Q9 of 40 · Git

What is HEAD in Git?

GitJuniorgitHEADdetached-headfundamentalsrefs

Short answer

Short answer: HEAD is a file in .git/HEAD that points to the current branch ref, which in turn points to the latest commit on that branch. It moves forward automatically with each commit. Detached HEAD means HEAD points directly to a commit SHA rather than a branch — this happens after git switch <sha> or git checkout <tag>.

Detail

HEAD is Git's concept of "where you are right now". In normal operation:

HEAD → refs/heads/main → abc123 (latest commit on main)

Every git commit moves the branch pointer forward, and HEAD follows.

Detached HEAD: when you check out a specific commit SHA, tag, or the state at a code-review point, HEAD points directly to the SHA — no branch tracks it:

HEAD → def456 (no branch name)

You can still make commits in detached HEAD state, but they're not reachable from any branch. If you switch to another branch, those commits become orphans (findable via git reflog for ~90 days).

Practical uses of HEAD notation:

  • HEAD — the current commit
  • HEAD~1 or HEAD^ — one commit back
  • HEAD~3 — three commits back
  • HEAD@{2} — where HEAD was 2 moves ago (reflog notation)

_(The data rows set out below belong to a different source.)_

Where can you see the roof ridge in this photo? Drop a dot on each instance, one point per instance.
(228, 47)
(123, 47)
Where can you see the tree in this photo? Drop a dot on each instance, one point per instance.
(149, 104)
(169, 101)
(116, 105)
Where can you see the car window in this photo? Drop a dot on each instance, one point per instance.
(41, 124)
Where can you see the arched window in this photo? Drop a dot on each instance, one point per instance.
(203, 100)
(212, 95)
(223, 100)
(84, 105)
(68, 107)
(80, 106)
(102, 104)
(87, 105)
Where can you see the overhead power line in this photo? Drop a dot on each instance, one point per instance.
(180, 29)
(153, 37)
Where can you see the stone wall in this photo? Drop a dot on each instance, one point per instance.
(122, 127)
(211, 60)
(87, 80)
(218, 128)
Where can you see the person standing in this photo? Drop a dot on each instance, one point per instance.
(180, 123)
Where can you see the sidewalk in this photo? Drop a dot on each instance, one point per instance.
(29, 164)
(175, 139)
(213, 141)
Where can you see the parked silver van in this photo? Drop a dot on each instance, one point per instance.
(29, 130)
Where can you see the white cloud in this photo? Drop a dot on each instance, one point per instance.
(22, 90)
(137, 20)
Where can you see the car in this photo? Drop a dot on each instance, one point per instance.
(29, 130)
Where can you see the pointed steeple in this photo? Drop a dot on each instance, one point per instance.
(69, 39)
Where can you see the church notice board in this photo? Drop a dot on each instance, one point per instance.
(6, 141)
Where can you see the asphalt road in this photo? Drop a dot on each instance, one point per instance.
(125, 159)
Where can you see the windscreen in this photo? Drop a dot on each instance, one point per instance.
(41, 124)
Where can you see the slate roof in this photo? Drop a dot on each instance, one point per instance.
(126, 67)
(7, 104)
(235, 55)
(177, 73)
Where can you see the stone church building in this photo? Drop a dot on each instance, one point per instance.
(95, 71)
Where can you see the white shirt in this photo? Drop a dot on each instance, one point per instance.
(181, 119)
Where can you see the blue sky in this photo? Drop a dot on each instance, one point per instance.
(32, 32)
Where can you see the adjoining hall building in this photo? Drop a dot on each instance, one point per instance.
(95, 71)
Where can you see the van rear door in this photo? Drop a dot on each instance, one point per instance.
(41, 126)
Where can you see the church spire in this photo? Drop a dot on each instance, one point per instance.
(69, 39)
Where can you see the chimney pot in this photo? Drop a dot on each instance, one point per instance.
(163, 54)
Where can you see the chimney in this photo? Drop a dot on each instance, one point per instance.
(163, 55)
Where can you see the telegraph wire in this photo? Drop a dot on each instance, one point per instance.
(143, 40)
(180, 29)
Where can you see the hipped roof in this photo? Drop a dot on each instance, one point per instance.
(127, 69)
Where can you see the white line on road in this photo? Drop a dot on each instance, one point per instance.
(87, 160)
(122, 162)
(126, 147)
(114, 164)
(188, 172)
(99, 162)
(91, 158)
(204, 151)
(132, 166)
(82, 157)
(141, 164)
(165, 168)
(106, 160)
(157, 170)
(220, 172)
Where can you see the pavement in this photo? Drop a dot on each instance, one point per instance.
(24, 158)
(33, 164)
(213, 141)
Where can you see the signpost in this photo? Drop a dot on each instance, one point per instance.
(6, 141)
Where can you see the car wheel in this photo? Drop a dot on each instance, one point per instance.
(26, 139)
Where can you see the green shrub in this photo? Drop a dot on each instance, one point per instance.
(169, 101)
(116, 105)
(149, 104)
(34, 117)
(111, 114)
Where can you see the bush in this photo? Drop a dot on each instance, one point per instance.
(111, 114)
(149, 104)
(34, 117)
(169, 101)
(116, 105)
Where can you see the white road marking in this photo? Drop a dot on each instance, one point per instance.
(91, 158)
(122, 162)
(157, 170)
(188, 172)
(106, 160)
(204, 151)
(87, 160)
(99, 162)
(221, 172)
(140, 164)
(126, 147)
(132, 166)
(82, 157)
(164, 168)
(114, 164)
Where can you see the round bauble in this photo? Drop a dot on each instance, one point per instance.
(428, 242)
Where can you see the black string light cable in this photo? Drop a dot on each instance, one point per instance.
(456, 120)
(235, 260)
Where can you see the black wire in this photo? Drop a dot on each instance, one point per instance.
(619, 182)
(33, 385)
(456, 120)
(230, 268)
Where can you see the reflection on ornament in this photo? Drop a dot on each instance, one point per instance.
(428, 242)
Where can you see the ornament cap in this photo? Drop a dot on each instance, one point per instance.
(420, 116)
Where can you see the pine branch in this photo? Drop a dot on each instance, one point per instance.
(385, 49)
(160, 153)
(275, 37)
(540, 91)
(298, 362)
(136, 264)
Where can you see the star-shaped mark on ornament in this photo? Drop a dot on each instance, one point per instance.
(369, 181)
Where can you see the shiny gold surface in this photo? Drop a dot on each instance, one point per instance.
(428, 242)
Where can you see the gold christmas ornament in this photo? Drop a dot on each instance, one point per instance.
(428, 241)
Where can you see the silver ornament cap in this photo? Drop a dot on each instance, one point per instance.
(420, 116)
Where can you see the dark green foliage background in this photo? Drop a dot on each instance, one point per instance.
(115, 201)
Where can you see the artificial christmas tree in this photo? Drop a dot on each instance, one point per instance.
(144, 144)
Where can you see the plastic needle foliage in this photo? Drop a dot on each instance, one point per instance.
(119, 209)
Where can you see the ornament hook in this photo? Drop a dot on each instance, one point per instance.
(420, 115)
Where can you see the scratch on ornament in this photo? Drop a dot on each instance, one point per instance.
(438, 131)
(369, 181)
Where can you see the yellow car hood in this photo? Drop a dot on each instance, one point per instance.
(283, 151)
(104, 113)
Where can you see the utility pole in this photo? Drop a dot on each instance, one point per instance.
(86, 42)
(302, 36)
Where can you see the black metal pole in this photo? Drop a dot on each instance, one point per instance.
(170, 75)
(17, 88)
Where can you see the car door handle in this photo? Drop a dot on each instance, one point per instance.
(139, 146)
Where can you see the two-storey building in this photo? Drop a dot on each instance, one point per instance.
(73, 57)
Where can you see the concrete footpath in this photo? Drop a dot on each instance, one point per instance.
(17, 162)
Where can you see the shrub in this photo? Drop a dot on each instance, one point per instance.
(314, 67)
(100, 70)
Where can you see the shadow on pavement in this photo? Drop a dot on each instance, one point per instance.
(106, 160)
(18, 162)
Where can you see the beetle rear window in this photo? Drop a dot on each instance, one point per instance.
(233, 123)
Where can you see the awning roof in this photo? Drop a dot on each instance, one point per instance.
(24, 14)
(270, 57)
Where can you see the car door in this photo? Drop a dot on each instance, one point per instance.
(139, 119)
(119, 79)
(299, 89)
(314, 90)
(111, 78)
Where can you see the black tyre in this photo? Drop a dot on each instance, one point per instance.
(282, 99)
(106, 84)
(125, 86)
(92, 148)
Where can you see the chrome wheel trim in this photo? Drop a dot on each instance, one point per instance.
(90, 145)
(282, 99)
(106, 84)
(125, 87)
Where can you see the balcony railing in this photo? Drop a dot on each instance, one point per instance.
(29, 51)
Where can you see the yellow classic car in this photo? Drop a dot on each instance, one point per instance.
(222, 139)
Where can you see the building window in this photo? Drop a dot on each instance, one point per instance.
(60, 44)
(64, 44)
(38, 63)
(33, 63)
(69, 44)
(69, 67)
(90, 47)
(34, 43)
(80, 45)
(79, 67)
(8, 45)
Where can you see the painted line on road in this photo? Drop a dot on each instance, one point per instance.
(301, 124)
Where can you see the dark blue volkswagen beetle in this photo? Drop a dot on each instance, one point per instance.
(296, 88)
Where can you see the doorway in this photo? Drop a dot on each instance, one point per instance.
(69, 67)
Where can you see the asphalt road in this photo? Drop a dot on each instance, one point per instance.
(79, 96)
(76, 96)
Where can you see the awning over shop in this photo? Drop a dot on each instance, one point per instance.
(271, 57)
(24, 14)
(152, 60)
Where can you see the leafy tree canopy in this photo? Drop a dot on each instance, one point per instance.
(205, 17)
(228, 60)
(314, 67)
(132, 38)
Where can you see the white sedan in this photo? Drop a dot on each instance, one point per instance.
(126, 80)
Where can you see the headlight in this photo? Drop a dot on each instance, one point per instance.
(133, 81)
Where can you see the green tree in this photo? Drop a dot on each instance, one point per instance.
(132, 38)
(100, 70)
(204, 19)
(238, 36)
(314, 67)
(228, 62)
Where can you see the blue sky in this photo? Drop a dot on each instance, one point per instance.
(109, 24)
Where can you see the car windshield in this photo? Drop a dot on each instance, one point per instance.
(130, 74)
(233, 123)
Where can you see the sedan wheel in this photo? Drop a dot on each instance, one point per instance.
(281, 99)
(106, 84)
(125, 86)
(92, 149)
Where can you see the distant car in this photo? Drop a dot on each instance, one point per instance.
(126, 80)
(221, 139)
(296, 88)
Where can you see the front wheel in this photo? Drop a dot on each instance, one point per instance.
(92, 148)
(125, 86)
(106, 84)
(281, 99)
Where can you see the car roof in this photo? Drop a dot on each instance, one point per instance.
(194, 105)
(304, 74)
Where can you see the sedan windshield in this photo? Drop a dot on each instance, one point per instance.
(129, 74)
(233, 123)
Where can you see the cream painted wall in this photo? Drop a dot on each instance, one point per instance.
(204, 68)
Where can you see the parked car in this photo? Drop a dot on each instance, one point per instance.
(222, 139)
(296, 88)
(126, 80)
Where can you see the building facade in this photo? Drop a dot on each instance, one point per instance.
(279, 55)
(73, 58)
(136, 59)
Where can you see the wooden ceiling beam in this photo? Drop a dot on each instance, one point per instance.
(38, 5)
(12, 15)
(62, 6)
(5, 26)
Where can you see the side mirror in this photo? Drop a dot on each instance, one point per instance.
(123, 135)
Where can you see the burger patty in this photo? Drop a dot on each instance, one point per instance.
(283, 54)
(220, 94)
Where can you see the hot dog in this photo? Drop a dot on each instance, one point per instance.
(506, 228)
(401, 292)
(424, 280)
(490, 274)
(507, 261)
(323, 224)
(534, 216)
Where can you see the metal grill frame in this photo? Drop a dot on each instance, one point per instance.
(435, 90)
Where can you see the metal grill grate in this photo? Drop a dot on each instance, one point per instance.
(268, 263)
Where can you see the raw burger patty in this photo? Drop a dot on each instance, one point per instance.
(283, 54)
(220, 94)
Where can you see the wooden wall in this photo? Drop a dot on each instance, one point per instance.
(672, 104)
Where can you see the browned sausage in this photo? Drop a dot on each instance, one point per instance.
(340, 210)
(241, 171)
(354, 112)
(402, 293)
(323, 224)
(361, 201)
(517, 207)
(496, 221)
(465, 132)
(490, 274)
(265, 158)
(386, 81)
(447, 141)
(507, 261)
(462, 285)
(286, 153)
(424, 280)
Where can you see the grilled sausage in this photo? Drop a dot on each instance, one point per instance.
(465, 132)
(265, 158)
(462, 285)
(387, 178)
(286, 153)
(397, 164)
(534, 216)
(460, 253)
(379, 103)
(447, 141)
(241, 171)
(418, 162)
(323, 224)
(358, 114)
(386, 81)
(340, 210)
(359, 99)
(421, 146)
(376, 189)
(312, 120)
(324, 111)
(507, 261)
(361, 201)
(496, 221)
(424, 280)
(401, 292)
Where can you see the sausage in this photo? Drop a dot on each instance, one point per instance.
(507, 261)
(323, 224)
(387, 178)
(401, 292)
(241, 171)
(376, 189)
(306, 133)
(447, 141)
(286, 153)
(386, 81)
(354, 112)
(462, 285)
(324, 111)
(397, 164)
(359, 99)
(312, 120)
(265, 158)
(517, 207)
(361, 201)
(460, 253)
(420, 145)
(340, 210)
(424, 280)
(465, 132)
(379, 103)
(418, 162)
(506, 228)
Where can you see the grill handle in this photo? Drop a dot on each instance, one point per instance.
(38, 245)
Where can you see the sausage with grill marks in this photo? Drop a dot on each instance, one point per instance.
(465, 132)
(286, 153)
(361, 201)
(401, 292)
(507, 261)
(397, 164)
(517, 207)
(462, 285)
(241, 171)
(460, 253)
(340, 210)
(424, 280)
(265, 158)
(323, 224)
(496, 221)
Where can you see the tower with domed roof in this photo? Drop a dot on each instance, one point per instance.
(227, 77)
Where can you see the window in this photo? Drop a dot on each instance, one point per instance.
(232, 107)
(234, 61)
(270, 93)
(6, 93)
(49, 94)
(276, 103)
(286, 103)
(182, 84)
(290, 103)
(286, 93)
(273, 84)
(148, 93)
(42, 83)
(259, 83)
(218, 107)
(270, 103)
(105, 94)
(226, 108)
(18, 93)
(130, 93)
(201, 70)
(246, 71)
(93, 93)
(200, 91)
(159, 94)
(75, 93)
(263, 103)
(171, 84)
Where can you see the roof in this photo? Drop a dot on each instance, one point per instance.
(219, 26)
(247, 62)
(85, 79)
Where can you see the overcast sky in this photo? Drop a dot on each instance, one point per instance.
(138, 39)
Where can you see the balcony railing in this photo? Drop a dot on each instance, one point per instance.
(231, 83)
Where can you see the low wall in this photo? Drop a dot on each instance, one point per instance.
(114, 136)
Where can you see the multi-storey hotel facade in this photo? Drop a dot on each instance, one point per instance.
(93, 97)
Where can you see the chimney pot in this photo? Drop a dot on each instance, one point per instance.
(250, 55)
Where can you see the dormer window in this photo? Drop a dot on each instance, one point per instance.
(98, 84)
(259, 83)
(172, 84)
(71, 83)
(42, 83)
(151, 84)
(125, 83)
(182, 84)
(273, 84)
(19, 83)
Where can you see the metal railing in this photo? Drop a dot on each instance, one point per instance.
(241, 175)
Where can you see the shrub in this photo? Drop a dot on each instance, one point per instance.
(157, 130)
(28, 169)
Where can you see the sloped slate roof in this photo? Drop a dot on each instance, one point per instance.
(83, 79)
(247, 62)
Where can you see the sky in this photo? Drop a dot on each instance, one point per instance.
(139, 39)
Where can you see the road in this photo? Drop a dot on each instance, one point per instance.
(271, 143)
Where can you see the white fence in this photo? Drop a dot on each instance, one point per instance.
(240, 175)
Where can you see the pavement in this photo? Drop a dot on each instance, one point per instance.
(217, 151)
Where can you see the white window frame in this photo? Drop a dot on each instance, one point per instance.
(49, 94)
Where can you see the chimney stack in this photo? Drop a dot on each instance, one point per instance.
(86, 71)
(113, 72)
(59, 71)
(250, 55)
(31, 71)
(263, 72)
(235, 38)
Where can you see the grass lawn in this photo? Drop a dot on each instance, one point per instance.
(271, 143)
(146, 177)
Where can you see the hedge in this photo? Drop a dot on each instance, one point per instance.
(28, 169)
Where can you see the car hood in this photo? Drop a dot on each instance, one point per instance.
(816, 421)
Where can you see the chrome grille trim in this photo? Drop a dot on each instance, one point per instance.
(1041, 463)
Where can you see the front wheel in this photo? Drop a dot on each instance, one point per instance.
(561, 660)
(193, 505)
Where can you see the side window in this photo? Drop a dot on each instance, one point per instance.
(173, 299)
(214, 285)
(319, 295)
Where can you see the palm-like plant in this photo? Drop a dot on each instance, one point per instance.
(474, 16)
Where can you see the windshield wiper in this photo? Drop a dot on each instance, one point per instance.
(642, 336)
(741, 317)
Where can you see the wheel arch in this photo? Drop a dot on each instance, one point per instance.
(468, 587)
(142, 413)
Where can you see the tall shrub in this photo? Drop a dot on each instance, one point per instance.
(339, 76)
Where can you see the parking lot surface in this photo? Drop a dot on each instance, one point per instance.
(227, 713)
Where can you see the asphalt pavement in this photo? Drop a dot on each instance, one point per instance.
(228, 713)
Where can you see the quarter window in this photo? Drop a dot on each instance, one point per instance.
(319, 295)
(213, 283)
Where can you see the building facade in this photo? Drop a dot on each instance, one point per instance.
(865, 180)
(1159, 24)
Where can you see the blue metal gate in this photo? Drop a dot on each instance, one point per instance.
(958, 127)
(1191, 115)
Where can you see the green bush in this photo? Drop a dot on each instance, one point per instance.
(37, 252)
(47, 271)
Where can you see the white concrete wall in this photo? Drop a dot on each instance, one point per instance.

Exiting detached HEAD: git switch -c new-branch-name saves your work to a new branch; git switch main discards the detached commits (after verifying you don't need them).

// EXAMPLE

# See where HEAD points
cat .git/HEAD
# ref: refs/heads/main  ← normal: pointing to a branch

# After checking out a tag or SHA
git switch --detach v1.2.0
cat .git/HEAD
# defa1234...   ← detached: pointing directly to a commit

# See HEAD relative notation in action
git log HEAD~3..HEAD --oneline   # last 3 commits

# Exit detached HEAD by creating a branch
git switch -c hotfix/investigate-v1.2.0

# Or discard the detached work and go back
git switch main

// WHAT INTERVIEWERS LOOK FOR

Knowing HEAD is a file (not just a concept), the normal branch-attached vs detached-HEAD distinction, and the ~1/~3 relative notation. Detached HEAD is a common source of 'where did my commits go?' confusion.

// COMMON PITFALL

Making commits in detached HEAD state (e.g., after checking out an old commit to investigate a bug) and then switching away without saving them to a branch — the commits are orphaned and appear lost.